I also note that pellets have a more consistent (predictable) price whereas propane fluctuates more. So your estimate is valid now but may be more and more off the mark later.


----------



## KenofShelby (Jan 25, 2021)

Right, I usually buy two tons,  100 bags, of pellets at the start of the season, and so, I have the price locked in for the year.   guess that doesn’t happen with propane.


----------



## stoveliker (Jan 25, 2021)

Here:






						A Vermonter's Guide to Residential Clean Heating and Cooling (2021) | Department of Public Service
					






					publicservice.vermont.gov
				




You can find the pricing of fuels over the last 20 years here. This is per heat output (presumably assuming some reasonable heating appliance efficiency).

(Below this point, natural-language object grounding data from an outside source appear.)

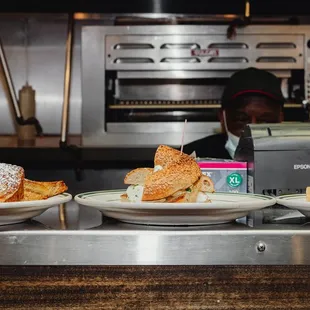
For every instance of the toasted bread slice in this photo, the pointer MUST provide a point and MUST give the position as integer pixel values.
(11, 183)
(137, 176)
(166, 155)
(178, 175)
(207, 185)
(34, 190)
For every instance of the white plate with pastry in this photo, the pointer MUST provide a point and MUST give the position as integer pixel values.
(223, 208)
(300, 202)
(22, 199)
(174, 192)
(20, 211)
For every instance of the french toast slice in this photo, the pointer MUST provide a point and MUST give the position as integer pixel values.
(11, 183)
(34, 190)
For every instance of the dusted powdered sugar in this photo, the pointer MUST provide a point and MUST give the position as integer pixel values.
(9, 177)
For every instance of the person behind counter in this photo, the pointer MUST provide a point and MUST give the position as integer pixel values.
(251, 96)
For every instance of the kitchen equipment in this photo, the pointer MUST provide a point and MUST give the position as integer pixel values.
(26, 101)
(278, 157)
(26, 134)
(139, 83)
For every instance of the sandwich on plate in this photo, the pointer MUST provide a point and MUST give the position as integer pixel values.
(175, 178)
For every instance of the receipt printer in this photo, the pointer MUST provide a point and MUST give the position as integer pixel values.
(277, 156)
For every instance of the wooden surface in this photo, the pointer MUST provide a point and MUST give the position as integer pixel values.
(150, 288)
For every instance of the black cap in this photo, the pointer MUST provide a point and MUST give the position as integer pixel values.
(252, 81)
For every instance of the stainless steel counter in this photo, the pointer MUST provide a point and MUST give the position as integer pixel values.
(81, 236)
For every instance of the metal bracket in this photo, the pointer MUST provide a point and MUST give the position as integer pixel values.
(63, 143)
(13, 98)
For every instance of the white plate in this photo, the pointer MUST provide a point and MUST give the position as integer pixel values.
(17, 212)
(296, 202)
(225, 207)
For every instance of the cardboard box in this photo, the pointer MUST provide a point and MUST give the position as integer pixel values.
(227, 175)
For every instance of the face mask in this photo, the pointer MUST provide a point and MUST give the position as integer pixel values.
(232, 141)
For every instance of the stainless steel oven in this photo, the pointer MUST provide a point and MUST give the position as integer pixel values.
(139, 83)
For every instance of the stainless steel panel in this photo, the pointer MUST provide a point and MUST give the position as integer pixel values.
(163, 127)
(182, 74)
(120, 140)
(156, 43)
(46, 71)
(253, 48)
(169, 91)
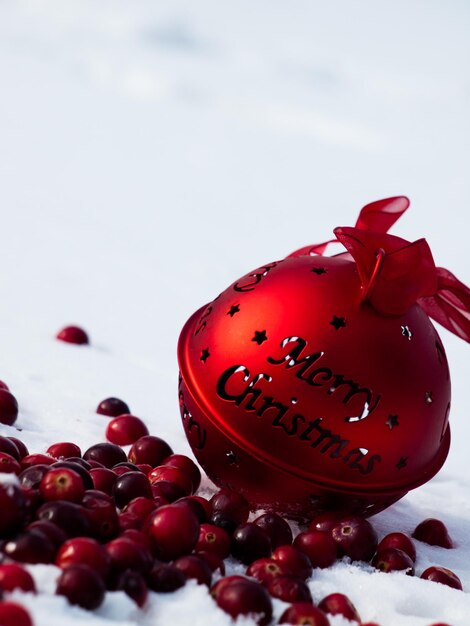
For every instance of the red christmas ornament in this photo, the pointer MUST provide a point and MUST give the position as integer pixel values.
(316, 382)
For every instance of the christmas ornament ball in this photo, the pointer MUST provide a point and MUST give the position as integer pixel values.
(319, 382)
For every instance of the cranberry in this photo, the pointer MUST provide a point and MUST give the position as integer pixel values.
(339, 604)
(14, 576)
(62, 483)
(276, 528)
(319, 546)
(84, 550)
(22, 449)
(355, 537)
(112, 407)
(12, 507)
(297, 561)
(213, 539)
(106, 453)
(70, 517)
(149, 449)
(187, 466)
(63, 450)
(133, 585)
(165, 578)
(103, 479)
(30, 547)
(433, 532)
(8, 408)
(393, 560)
(125, 429)
(289, 589)
(229, 507)
(9, 446)
(400, 541)
(250, 542)
(245, 597)
(194, 567)
(9, 465)
(82, 586)
(172, 474)
(13, 614)
(129, 486)
(73, 334)
(174, 530)
(265, 570)
(442, 575)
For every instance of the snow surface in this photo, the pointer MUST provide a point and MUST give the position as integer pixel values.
(151, 152)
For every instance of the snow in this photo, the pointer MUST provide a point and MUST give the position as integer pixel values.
(150, 153)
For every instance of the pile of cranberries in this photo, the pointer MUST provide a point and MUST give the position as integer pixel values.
(132, 522)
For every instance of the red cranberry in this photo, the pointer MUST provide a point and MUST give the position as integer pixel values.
(250, 542)
(8, 408)
(9, 446)
(265, 570)
(174, 530)
(73, 334)
(30, 547)
(393, 560)
(213, 539)
(187, 466)
(400, 541)
(13, 614)
(12, 507)
(106, 453)
(231, 506)
(289, 589)
(276, 528)
(194, 567)
(13, 576)
(133, 585)
(62, 484)
(165, 578)
(84, 550)
(149, 449)
(129, 486)
(9, 465)
(112, 407)
(355, 537)
(339, 604)
(319, 546)
(442, 575)
(303, 613)
(171, 474)
(433, 532)
(70, 517)
(245, 597)
(63, 450)
(103, 479)
(125, 429)
(22, 449)
(298, 562)
(82, 586)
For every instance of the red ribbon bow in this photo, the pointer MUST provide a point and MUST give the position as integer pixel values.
(396, 273)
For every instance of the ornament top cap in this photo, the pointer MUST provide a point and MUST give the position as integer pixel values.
(396, 273)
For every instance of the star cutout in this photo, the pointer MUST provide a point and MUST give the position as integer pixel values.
(338, 322)
(402, 462)
(235, 308)
(232, 458)
(260, 336)
(205, 354)
(392, 421)
(406, 332)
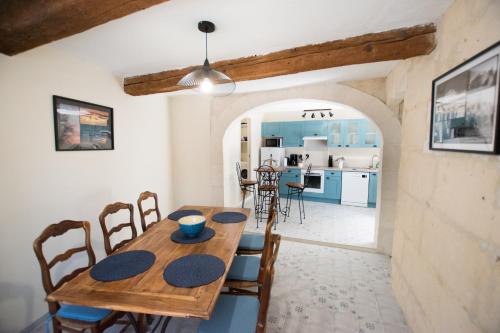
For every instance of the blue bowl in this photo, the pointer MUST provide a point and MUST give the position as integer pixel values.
(192, 225)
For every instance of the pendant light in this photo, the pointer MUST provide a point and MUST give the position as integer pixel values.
(206, 79)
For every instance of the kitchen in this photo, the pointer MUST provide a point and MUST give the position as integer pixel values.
(344, 149)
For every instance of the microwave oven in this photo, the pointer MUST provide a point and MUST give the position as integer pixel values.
(273, 142)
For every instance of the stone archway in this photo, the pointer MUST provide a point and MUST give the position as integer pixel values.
(225, 110)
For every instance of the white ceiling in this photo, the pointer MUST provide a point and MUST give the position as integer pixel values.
(166, 36)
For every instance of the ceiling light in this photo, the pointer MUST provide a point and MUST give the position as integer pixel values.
(206, 79)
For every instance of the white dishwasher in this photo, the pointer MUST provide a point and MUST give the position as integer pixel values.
(355, 188)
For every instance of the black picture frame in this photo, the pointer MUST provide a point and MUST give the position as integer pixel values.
(82, 126)
(460, 109)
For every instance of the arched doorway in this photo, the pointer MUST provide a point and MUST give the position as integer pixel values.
(225, 110)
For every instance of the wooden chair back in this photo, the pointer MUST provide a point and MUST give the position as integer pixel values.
(144, 213)
(306, 176)
(55, 230)
(265, 291)
(112, 209)
(267, 175)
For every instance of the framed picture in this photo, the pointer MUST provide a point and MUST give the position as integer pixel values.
(465, 108)
(82, 126)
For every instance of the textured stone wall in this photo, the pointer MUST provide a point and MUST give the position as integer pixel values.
(446, 252)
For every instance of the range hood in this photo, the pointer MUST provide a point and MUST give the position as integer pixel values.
(317, 138)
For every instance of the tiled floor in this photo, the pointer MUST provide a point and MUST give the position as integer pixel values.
(324, 289)
(327, 223)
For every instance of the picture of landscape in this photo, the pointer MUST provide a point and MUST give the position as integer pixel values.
(82, 126)
(465, 106)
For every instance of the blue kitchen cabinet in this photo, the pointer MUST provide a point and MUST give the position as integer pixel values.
(334, 134)
(333, 185)
(372, 189)
(314, 128)
(352, 133)
(292, 134)
(271, 129)
(370, 134)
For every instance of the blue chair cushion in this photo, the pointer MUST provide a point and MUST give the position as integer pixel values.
(238, 314)
(82, 313)
(244, 268)
(252, 242)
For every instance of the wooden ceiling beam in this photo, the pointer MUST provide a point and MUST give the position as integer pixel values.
(26, 24)
(374, 47)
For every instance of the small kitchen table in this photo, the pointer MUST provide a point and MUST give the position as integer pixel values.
(148, 293)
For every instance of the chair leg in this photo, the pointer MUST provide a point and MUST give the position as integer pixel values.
(300, 206)
(244, 196)
(303, 207)
(254, 199)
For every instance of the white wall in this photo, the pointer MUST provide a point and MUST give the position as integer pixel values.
(446, 255)
(40, 186)
(231, 155)
(191, 156)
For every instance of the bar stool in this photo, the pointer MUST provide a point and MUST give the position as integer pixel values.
(295, 188)
(267, 188)
(246, 185)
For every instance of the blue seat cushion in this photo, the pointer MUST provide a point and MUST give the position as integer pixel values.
(252, 242)
(232, 313)
(244, 268)
(82, 313)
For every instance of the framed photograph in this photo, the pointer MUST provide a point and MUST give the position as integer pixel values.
(82, 126)
(465, 108)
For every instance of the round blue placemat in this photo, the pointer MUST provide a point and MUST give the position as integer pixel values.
(184, 212)
(179, 237)
(229, 217)
(122, 265)
(194, 270)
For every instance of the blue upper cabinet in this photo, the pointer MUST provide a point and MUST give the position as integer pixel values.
(371, 137)
(314, 128)
(292, 134)
(271, 129)
(334, 134)
(352, 132)
(372, 189)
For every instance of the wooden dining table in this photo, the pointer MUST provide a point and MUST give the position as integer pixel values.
(148, 292)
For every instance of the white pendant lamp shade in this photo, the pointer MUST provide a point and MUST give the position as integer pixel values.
(206, 79)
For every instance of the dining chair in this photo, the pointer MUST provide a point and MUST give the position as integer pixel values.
(73, 318)
(112, 209)
(246, 185)
(243, 313)
(144, 213)
(246, 271)
(253, 243)
(296, 188)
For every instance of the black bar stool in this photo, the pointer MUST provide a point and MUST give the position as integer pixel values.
(297, 189)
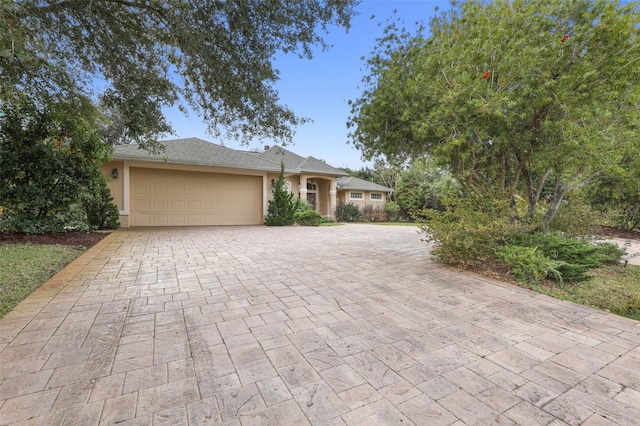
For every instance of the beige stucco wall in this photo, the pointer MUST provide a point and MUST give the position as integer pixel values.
(344, 197)
(292, 179)
(115, 185)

Copied the graph.


See the cost of heat by propane be higher and more fluctuating than the cost of heat by pellets.

If I were you I'd stick with pellets...


----------



## KenofShelby (Jan 25, 2021)

thank you, I’ve seen that chart various places and it is a factor in making my decision.   My only reason turning away from pellets is that those 40# bags are getting heavy,   However for the cost difference, I’ve got a neighborhood kid that will come haul them for me, whenever I need.    Otherwise no advantage to propane if it costs more,,,My pellet stove is on a thermostat, and runs fine,, I’ve had it for many years, had it rebuilt a few ago, and I can usually fix or replace anything that needs it,,,,
I just wanted to look into propane, and see what I would find.


----------



## stoveliker (Jan 25, 2021)

KenofShelby said:


> thank you, I’ve seen that chart various places and it is a factor in making my decision.   My only reason turning away from pellets is that those 40# bags are getting heavy,   However for the cost difference, I’ve got a neighborhood kid that will come haul them for me, whenever I need.    Otherwise no advantage to propane if it costs more,,,My pellet stove is on a thermostat, and runs fine,, I’ve had it for many years, had it rebuilt a few ago, and I can usually fix or replace anything that needs it,,,,
> I just wanted to look into propane, and see what I would find.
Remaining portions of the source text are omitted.